The expected number of rolls $e$ is the sum of:

  • $1$ for the first roll and

  • The expected number of subsequent rolls if the first roll is a 2.

In the latter case, the expected number of subsequent rolls is $2e$ because the whole process is started over twice (independently). Because the latter case occurs with probability $1/3$, we obtain the recursive relationship

$$e = 1 + (1/3)\times (2e)$$

whose solution is $e=3$.

For the generalizations of this question, similar recursive equations will be obtained (although they might be a little more complicated) and are almost as easy to solve.


For the sceptical--and everybody should be when it comes to probability questions :-)--here's R code to simulate the experiment.

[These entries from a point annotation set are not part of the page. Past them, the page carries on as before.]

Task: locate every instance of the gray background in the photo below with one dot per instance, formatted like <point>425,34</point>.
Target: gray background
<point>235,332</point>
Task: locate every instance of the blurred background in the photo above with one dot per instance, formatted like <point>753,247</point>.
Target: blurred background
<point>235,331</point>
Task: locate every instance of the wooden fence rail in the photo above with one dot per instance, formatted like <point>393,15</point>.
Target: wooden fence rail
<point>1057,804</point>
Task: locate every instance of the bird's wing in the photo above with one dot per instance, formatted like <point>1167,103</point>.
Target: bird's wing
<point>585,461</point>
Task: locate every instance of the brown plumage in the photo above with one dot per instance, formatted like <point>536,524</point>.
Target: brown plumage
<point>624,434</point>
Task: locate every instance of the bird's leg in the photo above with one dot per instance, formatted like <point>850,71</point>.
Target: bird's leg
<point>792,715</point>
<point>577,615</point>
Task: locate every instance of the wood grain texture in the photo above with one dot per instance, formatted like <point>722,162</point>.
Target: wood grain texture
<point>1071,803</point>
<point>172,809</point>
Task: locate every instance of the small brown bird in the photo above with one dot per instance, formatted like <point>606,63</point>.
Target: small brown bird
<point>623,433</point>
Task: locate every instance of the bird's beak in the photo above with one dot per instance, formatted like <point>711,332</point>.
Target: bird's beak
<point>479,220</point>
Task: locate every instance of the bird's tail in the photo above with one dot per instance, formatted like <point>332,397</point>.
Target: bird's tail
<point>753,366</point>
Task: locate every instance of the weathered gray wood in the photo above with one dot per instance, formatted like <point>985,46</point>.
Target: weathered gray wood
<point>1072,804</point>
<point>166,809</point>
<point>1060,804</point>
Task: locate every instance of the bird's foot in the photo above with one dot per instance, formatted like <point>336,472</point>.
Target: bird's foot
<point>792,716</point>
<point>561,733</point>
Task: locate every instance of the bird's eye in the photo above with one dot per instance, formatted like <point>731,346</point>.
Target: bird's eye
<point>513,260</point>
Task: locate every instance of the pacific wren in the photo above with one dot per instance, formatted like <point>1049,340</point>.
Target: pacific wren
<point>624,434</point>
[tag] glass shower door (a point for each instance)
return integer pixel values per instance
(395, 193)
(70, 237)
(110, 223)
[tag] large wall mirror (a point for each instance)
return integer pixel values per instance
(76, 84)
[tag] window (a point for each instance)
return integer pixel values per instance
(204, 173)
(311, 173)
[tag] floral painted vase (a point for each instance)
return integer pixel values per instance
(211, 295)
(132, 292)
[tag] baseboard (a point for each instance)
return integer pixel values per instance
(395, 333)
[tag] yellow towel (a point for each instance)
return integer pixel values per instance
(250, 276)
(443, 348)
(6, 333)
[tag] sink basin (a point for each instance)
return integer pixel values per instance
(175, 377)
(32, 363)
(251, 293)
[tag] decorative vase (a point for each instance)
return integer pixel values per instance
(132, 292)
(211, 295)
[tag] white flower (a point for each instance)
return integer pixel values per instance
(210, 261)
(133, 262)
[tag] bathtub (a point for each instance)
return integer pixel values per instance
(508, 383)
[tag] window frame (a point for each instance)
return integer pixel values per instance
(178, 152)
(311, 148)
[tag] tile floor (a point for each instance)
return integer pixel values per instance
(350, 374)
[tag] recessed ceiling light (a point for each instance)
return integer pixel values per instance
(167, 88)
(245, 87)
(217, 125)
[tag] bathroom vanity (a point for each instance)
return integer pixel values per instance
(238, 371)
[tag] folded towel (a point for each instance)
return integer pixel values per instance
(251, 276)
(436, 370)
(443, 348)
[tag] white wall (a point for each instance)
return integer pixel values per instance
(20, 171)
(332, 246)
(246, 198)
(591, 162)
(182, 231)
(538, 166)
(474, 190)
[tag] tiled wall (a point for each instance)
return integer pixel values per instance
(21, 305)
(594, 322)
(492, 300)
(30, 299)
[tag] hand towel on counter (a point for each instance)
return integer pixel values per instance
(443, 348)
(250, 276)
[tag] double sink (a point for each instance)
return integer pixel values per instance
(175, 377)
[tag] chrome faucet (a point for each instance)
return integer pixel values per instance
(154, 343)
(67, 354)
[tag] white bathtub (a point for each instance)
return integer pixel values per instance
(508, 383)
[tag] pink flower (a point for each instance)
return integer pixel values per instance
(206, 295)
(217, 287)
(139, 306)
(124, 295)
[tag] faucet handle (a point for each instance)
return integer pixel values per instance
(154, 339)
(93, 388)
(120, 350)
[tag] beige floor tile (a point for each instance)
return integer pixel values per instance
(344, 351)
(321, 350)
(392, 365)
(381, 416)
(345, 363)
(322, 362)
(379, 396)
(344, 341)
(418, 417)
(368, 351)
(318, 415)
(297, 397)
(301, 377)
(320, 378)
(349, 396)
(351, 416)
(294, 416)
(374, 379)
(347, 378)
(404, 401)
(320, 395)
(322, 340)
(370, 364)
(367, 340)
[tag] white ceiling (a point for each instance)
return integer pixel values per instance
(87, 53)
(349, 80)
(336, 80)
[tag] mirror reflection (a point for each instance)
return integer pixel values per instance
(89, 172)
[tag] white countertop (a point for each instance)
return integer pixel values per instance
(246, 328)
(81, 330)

roll <- function() 1 + if (runif(1) < 1/3) roll() + roll() else 0

system.time(x <- replicate(10^6, roll())) # Do a million experiments
average <- sum(x) / length(x) 
variance <- sum(x^2) / length(x) - average^2
se <- sqrt(variance / length(x))
c(average-3*se, average, average+3*se)

Sample output:

   user  system elapsed 
  14.82    0.04   14.86 

[1] 2.994785 3.009526 3.024267

The simulation average is $3.01$, which is reasonably close to $3$. (I use three standard errors to assess the precision because the distribution is highly skewed: draw a histogram as hist(x) to see.)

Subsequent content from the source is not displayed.